Entah aku mencoba membuat apologi tentang ketidakmampuanku, tapi apa yang harus kulakukan,kakiku tak cukup kuat sekarang.  Mungkin sesekali kita harus berhenti sejenak, melepaskan kerikil yang mengganjal, membiarkan kesakitan menjadi teman, diam dan tak harus melawan kesakitan. Sesekali kesakitan menginginkan kita beristirahat, melemah sampai saatnya dia pergi dan membiarkan kita kembali berlari dan berjuang. 

Maafkan aku, DIRIKU… keakuanku telah memaksamu terlalu jauh, maka kubiarkan engkau menangis sesukamu, kamu berhak beristirahat dan terlelap. Kamu tak harus selalu berjuang untuk keakuanku. Maka biarkan malam ini kita bersandar di Gua dan menidurkan ambisi yang melelahkanmu dan membuatku lupa dengan keadaanmu. Mari kita bersantai meminum segelas anggur yang memabukkan. Hingga kita terlelap. Lalu biarkan matahari pagi membangunkan kita lalu berjuang kembali. Biarkan mereka pergi, tak apa jika kita tertinggal,setidaknya kita telah beristirahan dan menumbuhkan benih-benih mimpi yang ingin di perjuangkan esok pagi.. 
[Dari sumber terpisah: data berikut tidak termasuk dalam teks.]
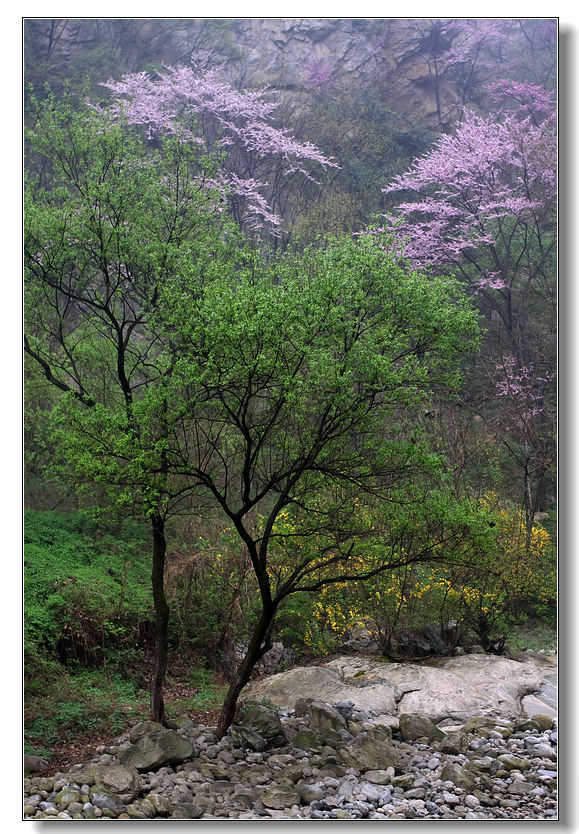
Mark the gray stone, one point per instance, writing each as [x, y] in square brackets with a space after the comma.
[263, 720]
[282, 795]
[248, 738]
[124, 781]
[324, 716]
[310, 793]
[109, 803]
[35, 764]
[186, 811]
[366, 752]
[415, 726]
[377, 777]
[511, 762]
[458, 776]
[157, 748]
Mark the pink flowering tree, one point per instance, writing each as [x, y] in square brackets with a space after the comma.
[482, 204]
[523, 395]
[254, 158]
[465, 55]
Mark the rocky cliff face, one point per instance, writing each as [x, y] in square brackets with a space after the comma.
[297, 55]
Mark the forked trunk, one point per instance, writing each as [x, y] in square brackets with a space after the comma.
[157, 706]
[254, 652]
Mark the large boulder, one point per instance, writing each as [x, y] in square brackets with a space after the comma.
[415, 726]
[155, 749]
[322, 716]
[121, 780]
[263, 720]
[454, 687]
[282, 795]
[325, 684]
[368, 751]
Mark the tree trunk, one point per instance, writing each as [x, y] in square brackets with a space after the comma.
[261, 632]
[161, 620]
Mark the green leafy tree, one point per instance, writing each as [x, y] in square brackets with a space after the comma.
[107, 223]
[307, 379]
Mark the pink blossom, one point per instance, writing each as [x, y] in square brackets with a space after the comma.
[199, 106]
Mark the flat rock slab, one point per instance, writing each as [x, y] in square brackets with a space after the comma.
[456, 687]
[324, 683]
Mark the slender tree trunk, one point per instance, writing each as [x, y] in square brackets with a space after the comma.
[162, 619]
[261, 632]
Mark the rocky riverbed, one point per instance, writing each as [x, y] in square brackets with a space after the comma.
[316, 760]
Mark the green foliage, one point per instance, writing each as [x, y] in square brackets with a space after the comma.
[88, 701]
[86, 590]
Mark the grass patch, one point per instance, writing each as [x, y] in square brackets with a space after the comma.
[88, 701]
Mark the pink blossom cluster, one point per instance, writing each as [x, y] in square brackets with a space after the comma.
[198, 105]
[476, 188]
[522, 385]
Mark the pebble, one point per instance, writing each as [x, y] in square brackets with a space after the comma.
[224, 781]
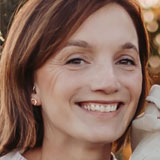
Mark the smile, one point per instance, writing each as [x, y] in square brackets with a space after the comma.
[96, 107]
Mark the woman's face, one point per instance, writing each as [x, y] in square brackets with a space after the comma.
[90, 89]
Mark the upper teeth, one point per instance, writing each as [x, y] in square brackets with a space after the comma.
[101, 107]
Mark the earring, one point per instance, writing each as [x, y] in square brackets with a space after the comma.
[34, 89]
[34, 101]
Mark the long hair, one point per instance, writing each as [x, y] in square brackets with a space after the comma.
[39, 30]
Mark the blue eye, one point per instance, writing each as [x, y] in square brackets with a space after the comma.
[126, 61]
[75, 61]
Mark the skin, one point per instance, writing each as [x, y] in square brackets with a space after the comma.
[100, 64]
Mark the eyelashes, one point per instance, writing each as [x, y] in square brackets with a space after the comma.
[127, 61]
[76, 61]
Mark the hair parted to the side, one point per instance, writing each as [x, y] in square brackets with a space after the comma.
[39, 30]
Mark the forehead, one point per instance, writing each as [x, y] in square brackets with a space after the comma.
[111, 23]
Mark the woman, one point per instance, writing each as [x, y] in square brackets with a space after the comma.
[73, 77]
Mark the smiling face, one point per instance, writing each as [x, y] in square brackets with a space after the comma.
[90, 89]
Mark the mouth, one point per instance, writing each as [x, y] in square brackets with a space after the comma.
[100, 107]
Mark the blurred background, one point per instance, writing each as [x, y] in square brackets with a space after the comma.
[151, 12]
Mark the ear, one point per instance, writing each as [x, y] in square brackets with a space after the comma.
[35, 99]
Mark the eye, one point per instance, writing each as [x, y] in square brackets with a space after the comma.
[76, 61]
[127, 61]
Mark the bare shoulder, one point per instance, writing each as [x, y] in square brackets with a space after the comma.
[13, 156]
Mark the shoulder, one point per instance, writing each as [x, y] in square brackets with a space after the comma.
[12, 156]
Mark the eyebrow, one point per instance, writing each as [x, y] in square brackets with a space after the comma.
[78, 43]
[129, 45]
[84, 44]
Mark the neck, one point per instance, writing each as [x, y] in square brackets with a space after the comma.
[74, 150]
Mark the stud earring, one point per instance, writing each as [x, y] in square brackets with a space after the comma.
[34, 101]
[34, 89]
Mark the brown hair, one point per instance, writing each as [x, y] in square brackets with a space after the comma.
[39, 30]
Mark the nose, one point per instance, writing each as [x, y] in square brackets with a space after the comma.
[105, 79]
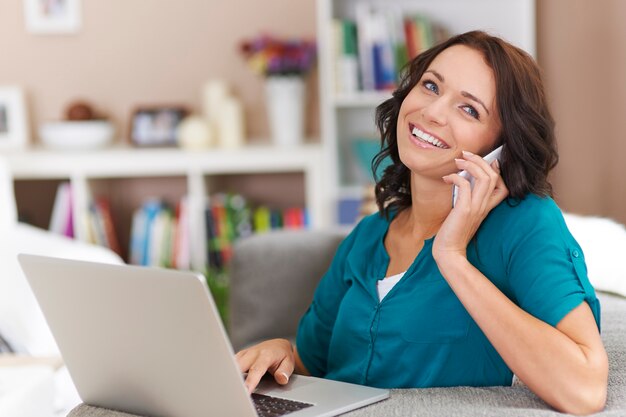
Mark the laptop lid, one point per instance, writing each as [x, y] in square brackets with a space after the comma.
[142, 340]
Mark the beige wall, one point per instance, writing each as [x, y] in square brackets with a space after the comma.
[582, 49]
[133, 52]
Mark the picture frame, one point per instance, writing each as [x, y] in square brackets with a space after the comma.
[13, 119]
[52, 16]
[156, 125]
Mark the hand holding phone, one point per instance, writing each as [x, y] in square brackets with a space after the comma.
[489, 158]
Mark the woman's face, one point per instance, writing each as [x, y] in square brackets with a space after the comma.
[451, 109]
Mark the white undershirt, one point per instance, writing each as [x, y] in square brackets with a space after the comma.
[386, 284]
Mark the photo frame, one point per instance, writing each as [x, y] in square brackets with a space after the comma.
[13, 120]
[52, 16]
[156, 125]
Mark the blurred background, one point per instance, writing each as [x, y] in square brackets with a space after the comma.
[143, 52]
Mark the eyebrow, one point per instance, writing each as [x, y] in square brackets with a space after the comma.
[463, 93]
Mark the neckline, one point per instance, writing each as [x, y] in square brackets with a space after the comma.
[383, 250]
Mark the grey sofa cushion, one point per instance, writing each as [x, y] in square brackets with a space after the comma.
[272, 281]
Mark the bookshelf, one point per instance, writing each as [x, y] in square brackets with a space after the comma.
[127, 176]
[348, 116]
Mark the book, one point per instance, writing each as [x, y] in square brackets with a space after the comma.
[104, 218]
[61, 220]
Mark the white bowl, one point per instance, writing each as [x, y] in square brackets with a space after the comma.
[76, 135]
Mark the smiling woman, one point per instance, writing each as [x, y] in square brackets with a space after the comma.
[425, 295]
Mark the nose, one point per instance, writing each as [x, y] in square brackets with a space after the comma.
[436, 111]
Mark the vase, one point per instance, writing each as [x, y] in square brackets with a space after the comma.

Maka apakah kau setuju denganku, maafkan keakuanku dan marilah berdamai dengan dirku, kesalahanku dan ketidakmampuanku hari ini. Aku berjanji besok kita akan jauh lebih kuat. BUkankah hidup tak selalu berada di puncak?? Bukankah hari ini telah mengajarkan kita tentang cerita gelas kosong? Buknkah hari ini mengajarkan kita untuk banyak menunduk dan jauh lebih sadar bahwa diatas langit masih ada langit??. Diriku, genggamlah tanganku dan dan mari berterimakasih  pada setiap kegagalan.